Author
Listed:
- Sang-Hun Lee
(Disaster & Risk Management Laboratory, Interdisciplinary Program in Crisis & Disaster and Risk Management, Sungkyunkwan University (SKKU), Suwon 16419, Republic of Korea)
- Jisung Kim
(School of Geography, Faculty of Environment, University of Leeds, Woodhouse Lane, Leeds LS2 9JT, UK)
- Hong-Sik Yun
(Geodesy Laboratory, Civil & Architectural and Environmental System Engineering, Sungkyunkwan University (SKKU), Suwon 16419, Republic of Korea)
- Seung-Jun Lee
(Geodesy Laboratory, Civil & Architectural and Environmental System Engineering, Sungkyunkwan University (SKKU), Suwon 16419, Republic of Korea)
Abstract
Urban pluvial flood risk in industrial zones is intensifying under climate change, yet the joint influence of digital elevation model (DEM) resolution, surface roughness heterogeneity, and infiltration capacity on simulation accuracy remains insufficiently characterized.

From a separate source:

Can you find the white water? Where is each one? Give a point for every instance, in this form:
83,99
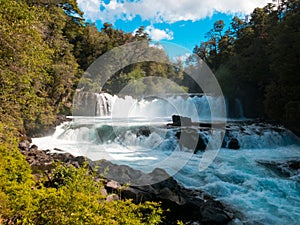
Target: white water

This study presents a comprehensive sensitivity analysis combining five DEM resolutions (0.5, 1, 2, 5, and 10 m), six rainfall scenarios (10- to 200-year return periods plus the observed event of 10 July 2024), and three infiltration rates (5, 10, and 20 mm h −1 ), yielding 90 simulation cases executed with the open-source GPU solver SynxFlow on an NVIDIA A100 80GB GPU. A spatially distributed Manning’s roughness field ( n M = 0.013–0.100 s m −1/3 ) was derived from the Ministry of Environment land cover product, replacing the conventional uniform-roughness assumption. Model performance was assessed against seven validation gauges (five flooded, two no-flood controls) compiled from contemporaneous news reports, using the 25 m × 25 m patch-maximum simulated depth at each gauge and probability of detection (POD), false alarm ratio (FAR), and critical success index (CSI). The 0.5 m baseline achieved POD = 0.80, FAR = 0.20, and CSI = 0.67 at the 5 cm depth threshold. Coarsening the grid reduced peak depth by up to 37% and flooded area by 5%, with the most rapid degradation occurring between 2 m and 5 m. A 2 m grid retained area error within 2% and volume error within 1% while delivering an approximately 33-fold runtime reduction relative to the 0.5 m baseline; the 10 m grid achieved up to ~1400× speedup, spanning three orders of magnitude across the resolution range. Resolution sensitivity intensified under higher rainfall and lower infiltration, confirming that “adequate” resolution is conditional on event severity. A tiered resolution selection matrix linking application scale, target accuracy, and computational cost is proposed to support evidence-based flood adaptation planning for industrial zones.